Personal information
- Full name: Miguel Ángel Cornero Valinotti
- Date of birth: 12 March 1952
- Place of birth: Rosario, Santa Fe, Argentina
- Date of death: 19 November 1999 (aged 47)
- Place of death: Mexico City, Mexico
- Height: 1.78 m (5 ft 10 in)
- Position: Defender

Senior career*
- Years: Team / Apps / (Gls)
- 1971–1974: Rosario Central / 12 / (1)
- 1974–1977: América
- 1977–1982: Cruz Azul / 146 / (17)
- 1983–1984: Toluca / 13 / (0)

= Miguel Ángel Cornero =

Argentine footballer

Miguel Ángel Cornero (12 March 1952 – 19 November 1999) was an Argentine football defender.

==Career==
Born in Rosario, Santa Fe, Cornero began playing football as a sweeper or stopper with hometown club Rosario Central. He was called into the Argentina national under-21 football team, but never appeared for the senior national team.

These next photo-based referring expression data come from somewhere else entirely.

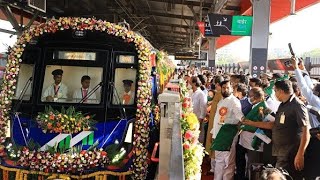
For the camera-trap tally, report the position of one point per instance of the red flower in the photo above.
(186, 146)
(188, 135)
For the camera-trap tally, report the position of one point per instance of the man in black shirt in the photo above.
(290, 130)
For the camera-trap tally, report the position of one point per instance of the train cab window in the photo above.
(124, 91)
(72, 84)
(24, 82)
(73, 55)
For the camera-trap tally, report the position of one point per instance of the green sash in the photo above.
(268, 90)
(254, 115)
(225, 137)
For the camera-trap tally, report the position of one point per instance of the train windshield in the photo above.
(72, 84)
(124, 86)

Cornero moved to Mexico in 1974, joining Club América for three seasons. He moved to crosstown rivals Cruz Azul, where he won the Mexican Primera División twice. He finished his career playing with Deportivo Toluca F.C. during the 1983–84 season, giving way to a debilitating nervous system injury which stemmed from a kick to the head suffered earlier in his career.

==Personal==
Cornero died in a Mexico City hospital at age 47, survived by his wife and three children.